VIII. Breaking the Cycle: What Actually Helps
You don’t break a trauma bond by cutting ties. You break it by rebuilding the self that formed inside the relationship.
Steps that matter:
track patterns, not moments
rebuild support outside the bond
retrain the nervous system to tolerate calm
shift identity from caretaker to self
stop trying to “win” the relationship
choose reality over potential
Healing begins when someone stops trying to return to who they were with the other person and starts returning to who they were before them. You don’t leave the person—you return to yourself.
IX. What Loved Ones Need to Understand
If you’re watching someone stay, leave, return, and repeat, understand this:
They don’t need shame. They don’t need ultimatums.They don’t need someone yelling “wake up.” They need someone who stays available without being consumed.
Support looks like:
boundaries without abandonment
validation without enabling
presence without pressure
You can’t pull someone out. You can only be the place they recognize when they climb out themselves.
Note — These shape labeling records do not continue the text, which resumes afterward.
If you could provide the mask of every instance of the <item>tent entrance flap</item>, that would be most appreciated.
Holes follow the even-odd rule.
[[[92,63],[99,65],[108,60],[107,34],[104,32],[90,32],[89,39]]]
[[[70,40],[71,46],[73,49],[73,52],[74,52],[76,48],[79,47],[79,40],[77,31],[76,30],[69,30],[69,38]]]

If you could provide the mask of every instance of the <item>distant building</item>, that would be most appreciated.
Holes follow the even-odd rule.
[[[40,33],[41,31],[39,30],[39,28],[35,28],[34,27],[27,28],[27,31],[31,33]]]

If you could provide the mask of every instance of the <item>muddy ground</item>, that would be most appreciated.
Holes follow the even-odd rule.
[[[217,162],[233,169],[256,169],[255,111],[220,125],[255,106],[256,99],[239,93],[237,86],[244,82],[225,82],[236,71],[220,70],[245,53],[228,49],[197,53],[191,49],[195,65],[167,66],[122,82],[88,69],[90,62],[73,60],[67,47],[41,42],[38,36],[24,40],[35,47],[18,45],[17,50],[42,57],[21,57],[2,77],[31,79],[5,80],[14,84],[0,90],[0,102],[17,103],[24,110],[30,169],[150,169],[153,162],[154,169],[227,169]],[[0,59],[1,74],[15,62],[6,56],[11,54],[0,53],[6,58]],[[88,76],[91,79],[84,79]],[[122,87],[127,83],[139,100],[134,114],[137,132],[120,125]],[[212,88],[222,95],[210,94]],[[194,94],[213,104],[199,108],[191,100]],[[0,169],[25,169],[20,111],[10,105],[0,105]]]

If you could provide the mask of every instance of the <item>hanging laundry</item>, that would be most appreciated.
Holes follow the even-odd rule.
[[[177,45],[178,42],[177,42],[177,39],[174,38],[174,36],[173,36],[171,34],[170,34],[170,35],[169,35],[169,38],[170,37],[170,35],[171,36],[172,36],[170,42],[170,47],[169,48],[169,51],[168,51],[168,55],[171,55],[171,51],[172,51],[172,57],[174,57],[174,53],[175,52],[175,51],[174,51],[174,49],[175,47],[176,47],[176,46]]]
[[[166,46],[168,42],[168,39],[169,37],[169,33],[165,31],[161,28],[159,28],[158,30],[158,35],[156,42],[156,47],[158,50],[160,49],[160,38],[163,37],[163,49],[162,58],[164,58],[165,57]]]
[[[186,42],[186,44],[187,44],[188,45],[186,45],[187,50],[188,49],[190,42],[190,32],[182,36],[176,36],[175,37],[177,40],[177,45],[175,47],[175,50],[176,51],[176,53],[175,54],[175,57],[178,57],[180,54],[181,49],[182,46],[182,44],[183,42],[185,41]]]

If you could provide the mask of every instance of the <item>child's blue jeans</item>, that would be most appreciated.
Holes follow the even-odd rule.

X. Conclusion — Loyalty Shouldn’t Require Self-Destruction
Trauma bonds blur devotion with endurance. They convince people that love is earned through suffering, and that leaving is betrayal rather than survival. But real love doesn’t demand self-erasure.
The question is not: Do I love them?
The question is: Who do I become when I stay—and at what cost?
The moment someone stops fighting to restore what the relationship once was, and starts fighting to restore who they once were—that is the beginning of freedom.
Love should not require disappearing to keep it.
Closing Poem — "The Turning"
There is a moment
when the body finally notices
that peace has a pulse too.
A quieter beat,
steady, unprovoking,
without the adrenaline of survival.
At first it feels like emptiness—
because no one ever taught us
that safety could be silent.
But then the breath slows,
the chest unlocks,
and the nervous system whispers
a truth long buried:
You do not have to bleed
to belong.
The turning begins the day
you stop chasing the storm
and start learning how to rest
in calm that doesn’t apologize
for being gentle.
Dr. Howard Friedman, M.D.
—Dr. Howard Friedman, M.D.
Board-Certified | Internal Medicine | Veteran | U.S. Army Medical Corps
Founder of Howard’s House of Medicine (HHOM LLC)
Frequently Asked Questions:
Q: Why do intelligent, self-aware people go back to relationships that hurt them?
A: People don’t return because they lack insight—they return because the nervous system prefers the familiar. The brain is designed to predict danger, not seek happiness. If someone's history taught them that love comes with volatility or emotional labor, then chaos feels like home and calm feels like abandonment. Returning is often a survival reflex, not a moral failure.
Q: What’s the difference between passion and trauma bonding?
A: Passion builds connection through shared meaning, trust, and consistent intimacy. A trauma bond builds connection through cycles of intensity: affection → withdrawal → conflict → reconciliation. The emotional “highs” come from relief after stress, not genuine closeness. If the best moments exist mainly to recover from the worst ones, that’s not passion—it’s conditioning.
Q: How does someone break a trauma bond without feeling like they’re betraying the other person?
A: You don’t break the bond by hating the other person—you break it by reclaiming the parts of yourself that disappeared during the relationship. Start by tolerating calm, rebuilding outside support, and choosing what’s real over what’s promised. You’re not betraying anyone by leaving. You’re ending the betrayal of yourself.